If the drug concentration is related to the therapeutic effect, it is assumed that the same subject takes different preparations and then measures the drug concentration in the blood at different time points. If the same blood drug concentration-time curve is obtained, it means that the same effect can be produced at the site of action. The drug concentration produces the same therapeutic effect, so pharmacokinetic parameters can be used as alternative endpoint indicators to establish the equivalence between different preparations, that is, bioequivalence (BE).
The purpose of equivalence research is to distinguish between the following two clinical situations: prescribability; switchability.
If the two drugs contain the same amount of the same active ingredient, have the same dosage form, and meet the same or comparable quality standards, they can be considered to be pharmaceutically equivalent. Pharmaceutically equivalent preparations do not necessarily mean bioequivalence, because different excipients or differences in production processes may result in changes in the rate of drug dissolution or absorption.
If the two preparations contain the same active ingredient, and clinically show the same safety and effectiveness, the two drugs can be considered to be therapeutically equivalent. If the excipients used in the two preparations do not themselves cause problems in effectiveness and safety, bioequivalence studies are the most appropriate method to confirm the therapeutic equivalence of the two preparations. If the absorption rate of the drug has nothing to do with the clinical efficacy, drugs with the same degree of absorption but different absorption rates may also achieve therapeutic equivalence. Drugs containing the same active ingredient, but with different active ingredient chemical forms (such as salts and esters of a compound) or different dosage forms (such as tablets and capsules) may also have therapeutic equivalence.

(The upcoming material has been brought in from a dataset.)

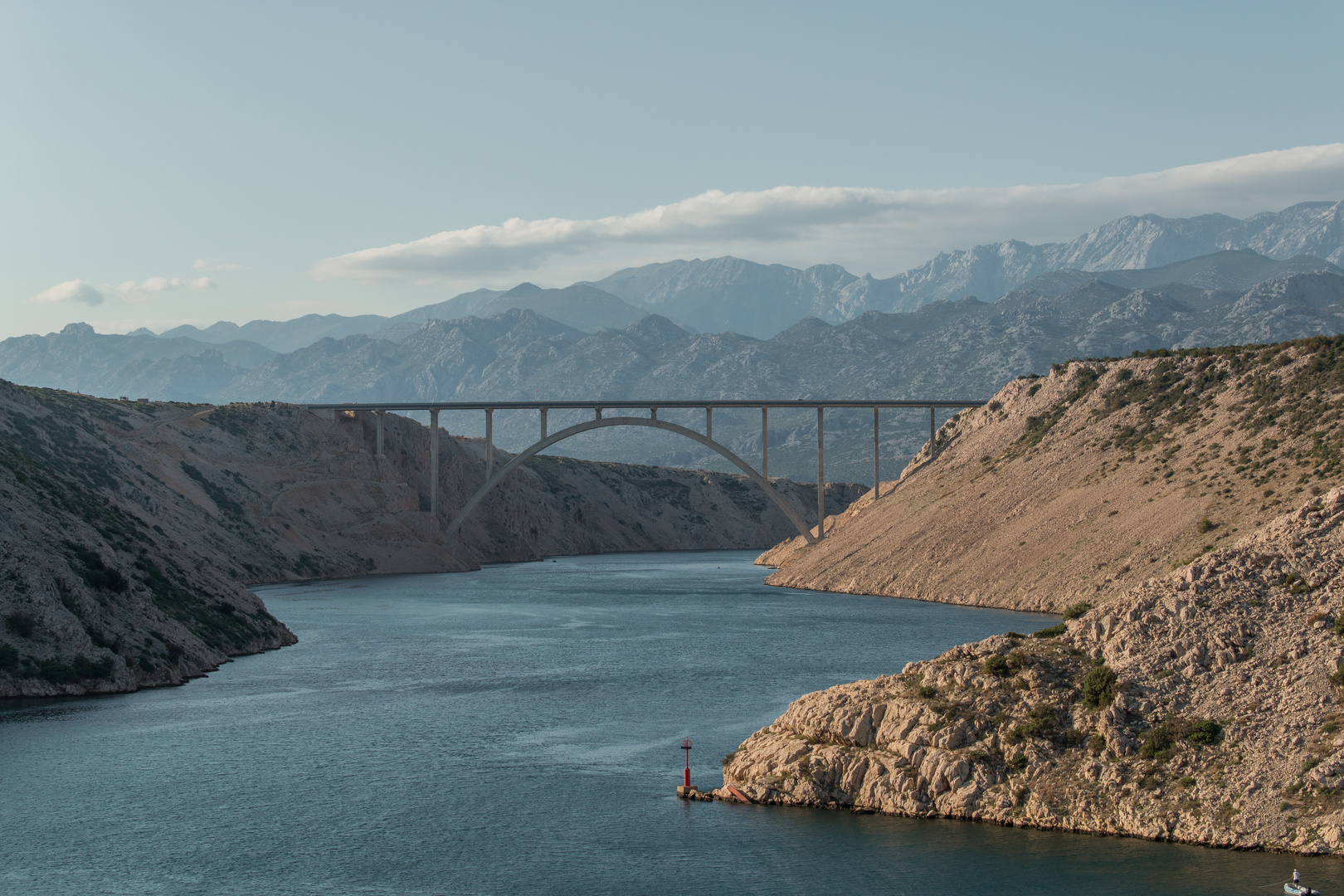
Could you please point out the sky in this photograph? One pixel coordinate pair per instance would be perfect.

If two preparations have the same quantity of active ingredients that meet the same quality standards, have the same dosage form, and are proven to be bioequivalent, the two preparations can be considered to be substantially the same drug. Broadly speaking, this concept also applies to different dosage forms containing the same active ingredient, such as tablets and capsules. Drugs that are basically the same as original drugs should be used instead of original drugs.
Bioequivalence research methods include in vitro and in vivo methods, which are ranked as pharmacokinetic research methods, pharmacodynamic research methods, clinical test methods, and in vitro research methods according to the priority of the methods.
That is, the method of comparative study of human bioavailability is adopted. Because BA is defined as the degree and speed of absorption of the active ingredient to the systemic circulation, the concentration of the drug in the biological sample (such as whole blood, plasma, serum or urine) at different time points can be obtained by measurement to obtain the drug concentration-time curve (concentration -time curve, Ct curve), and after appropriate data processing, calculate the pharmacokinetic parameters related to the degree and speed of absorption, such as the area under the curve (AUC), peak concentration (Cmax), peak time ( Tmax), etc., to reflect the dynamic process of drug release from the preparation and absorption into the systemic circulation, and then through statistical comparison to determine whether the two preparations are therapeutically equivalent.
When there is no feasible pharmacokinetic research method to establish a bioequivalence study (such as no sensitive blood drug concentration detection method, there is no linear correlation between concentration and effect), you can consider using a clear, graded quantitative, Objective clinical pharmacodynamic indexes are established through comparison of the effect-time curve to establish equivalence. The use of this method should also strictly abide by the clinical trial management regulations and be confirmed by sufficient methodology.
When there is no suitable drug concentration detection method, and there is no clear quantitative grading and objective clinical pharmacodynamic indicators, randomized controlled clinical comparative tests can also be used to verify the equivalence of the two preparations with a comprehensive efficacy endpoint indicator Sex. However, as a bioequivalent research method, controlled clinical trials may be inefficient due to limited sample size and insensitive detection indicators, and expanding the sample size will also bring economic costs, so when feasible, you should try to Adopt the pharmacy method.
It is generally not recommended to use in vitro methods to establish bioequivalence, because in vitro processes cannot completely replace in vivo behaviors, but in some cases, if sufficient evidence can be provided, in vitro methods can also be used to conduct bioequivalence studies. The FDA stipulates that oral preparations that are classified as high solubility, high permeability, and rapid dissolution according to the classification of biopharmaceutics can be verified by the method of in vitro dissolution comparative study to verify the bioequivalence, because the dissolution and absorption of such drugs are no longer drugs entering the body Speed limit steps. For drugs that are poorly soluble but have high permeability, if a good correlation between in vivo and in vitro has been established, in vitro dissolution studies can also be used to predict in vivo dissolution and avoid ex vivo studies. Therefore, many companies usually conduct in-vivo and in-vitro research early in the new drug development process to provide support for later R&D processes and product changes after launch.
The research method using pharmacokinetic parameters as the end point index is the commonly used bioequivalence research method. A complete bioequivalence study includes four aspects: biological sample analysis, experimental design, statistical analysis, and result evaluation.